Many of these organizations lasted until the mid-20th century, though their goals shifted from providing aid for widows to focusing on orphans. The height of these organizations’ limelight lasted from 1862 to the early 1870’s, and eventually trickled down in the late 1880’s. [10]

Works Cited

  • Davis, Laura. “The Infamous ‘Woman Order’ of Occupied New Orleans.” Civil War Monitor. 20 Mar 2012. p. 1.
  • Feimster, Crystal N. “General Benjamin Butler & the threat of sexual violence during the American Civil War.” Daedalus 138.2 (2009): 126+. Literature Resource Center. 2009. p. 126-143.
  • “The Home for Jewish Widows and Orphans.” The New Orleans Times, vol: III, issue: 466. June 01, 1865. p. 4.
  • McMurry, Richard M. “John Bell Hood and the War for Southern Independence.” Lincoln: University of Nebraska Press, 1992. p. 193-203.
  • “Town Talk.” The New Orleans Times, vol: VI, issue: 633. June 24, 1865. p. 1.

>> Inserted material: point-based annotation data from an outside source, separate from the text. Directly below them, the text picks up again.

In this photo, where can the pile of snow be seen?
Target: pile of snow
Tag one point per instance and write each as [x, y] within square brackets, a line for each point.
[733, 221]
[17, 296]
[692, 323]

  • Mittenberger, Sarah E., Letter to Cousin, New Orleans: 1867, Located in the John Minor Wisdom Collection, Louisiana Research Collections, 230, 13, 576. p. 1-4.
  • Authority. Acts passed by the General Assembly of the state of Louisiana at… Louisiana. New Orleans: 1871. p. 184-187.
  • Authority. Acts passed by the General Assembly of the state of Louisiana at… Louisiana. New Orleans: 1871. p. 184-187.
  • Blassingame, John. Black New Orleans, 1860-1880. Chicago: The University of Chicago, 1973. p. 165-171.
  • Blassingame, John. Black New Orleans, 1860-1880. Chicago: The University of Chicago, 1973. p. 165-171.